Cerro Rico, Tierra Rica (Dir: Juan Vallejo, Colombia/Bolivia/USA , 2011, 90 min)

Screens: Sunday, October 14, 2012, 2:15 p.m. @ TIFF Lightbox 3

Cerro Rico in southern Bolivia hovers over the mining town of Potosí. In colonial times, its silver provided the Spanish Empire with great riches, and even now over ten thousand miners still ferret out the minerals buried deep inside. Meanwhile, not far away is the Salar de Uyuni, the world's largest salt flat, where a different kind of mining community exists. Under the alien moonscape lie vast lithium deposits which could be the nation's next mining boom. Will it be exploited for the riches of others, or will there be a chance for the workers of Bolivia to improve their lives and their children's prospects? "Mining is just suffering," comments one, after we're told many earn on the order of $8 a day.

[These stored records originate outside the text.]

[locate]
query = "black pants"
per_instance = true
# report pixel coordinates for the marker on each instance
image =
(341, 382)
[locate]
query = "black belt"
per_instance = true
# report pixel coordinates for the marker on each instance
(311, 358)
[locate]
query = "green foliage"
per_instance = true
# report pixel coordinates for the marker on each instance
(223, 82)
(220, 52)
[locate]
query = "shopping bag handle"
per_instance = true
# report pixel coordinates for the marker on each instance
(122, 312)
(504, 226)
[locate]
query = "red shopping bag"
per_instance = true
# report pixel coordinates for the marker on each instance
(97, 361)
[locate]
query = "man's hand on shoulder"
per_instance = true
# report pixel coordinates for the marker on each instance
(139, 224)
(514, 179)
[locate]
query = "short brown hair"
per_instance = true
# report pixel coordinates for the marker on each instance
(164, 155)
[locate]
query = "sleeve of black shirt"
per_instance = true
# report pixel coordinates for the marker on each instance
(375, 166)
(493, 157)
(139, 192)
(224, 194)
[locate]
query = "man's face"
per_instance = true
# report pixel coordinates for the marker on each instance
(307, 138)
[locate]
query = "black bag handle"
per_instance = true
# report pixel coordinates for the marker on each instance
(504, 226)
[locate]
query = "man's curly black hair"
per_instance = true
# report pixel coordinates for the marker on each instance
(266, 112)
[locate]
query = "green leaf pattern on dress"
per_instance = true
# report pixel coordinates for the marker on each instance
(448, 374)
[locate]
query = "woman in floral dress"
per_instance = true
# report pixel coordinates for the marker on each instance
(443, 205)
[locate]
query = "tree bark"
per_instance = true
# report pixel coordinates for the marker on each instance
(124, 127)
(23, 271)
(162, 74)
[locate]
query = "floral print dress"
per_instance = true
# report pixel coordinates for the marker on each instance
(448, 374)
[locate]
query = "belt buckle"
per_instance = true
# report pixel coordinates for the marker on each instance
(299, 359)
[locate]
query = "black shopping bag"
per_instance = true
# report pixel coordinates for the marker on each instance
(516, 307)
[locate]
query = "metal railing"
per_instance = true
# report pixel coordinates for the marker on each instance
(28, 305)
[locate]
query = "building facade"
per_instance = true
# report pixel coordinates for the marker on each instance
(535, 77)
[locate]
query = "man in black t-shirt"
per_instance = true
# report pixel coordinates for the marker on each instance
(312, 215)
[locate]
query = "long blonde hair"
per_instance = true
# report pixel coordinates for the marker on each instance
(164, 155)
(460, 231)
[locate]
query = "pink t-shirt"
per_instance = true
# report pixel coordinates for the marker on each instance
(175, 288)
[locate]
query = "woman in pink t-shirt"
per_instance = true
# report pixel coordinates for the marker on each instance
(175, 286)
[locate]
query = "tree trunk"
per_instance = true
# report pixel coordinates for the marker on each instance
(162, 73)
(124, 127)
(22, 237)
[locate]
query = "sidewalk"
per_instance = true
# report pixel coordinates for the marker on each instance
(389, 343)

Cutting between these two communities, this observational doc lets these questions emerge as we spend time with the miners and get a patient exploration of their world. There are some striking vistas, both in the mountains and the salt flats, and anyone terrified by the idea of working in a mine might feel at unease here, as the workers fearlessly set off explosions and smoke in confined spaces. We also spend some time with the miners at home and with their children, who may someday inherit their jobs. A lot of this is lo-tech, labour intensive work, but there are some hints of changes, like newfangled groups of eco-tourists coming through. Still, the message is mostly of endurance and a sense that the miners, like the mountain, will stay as it ever was.

With its deliberate pace, this will probably be enjoyable to those who can enter into its languid rhythms, and painful for those who cannot. It prefers to show rather than tell, so it also doesn't come with an easy-to-digest didactic point. But who those who can appreciate it, the images will stick around after the movie ends.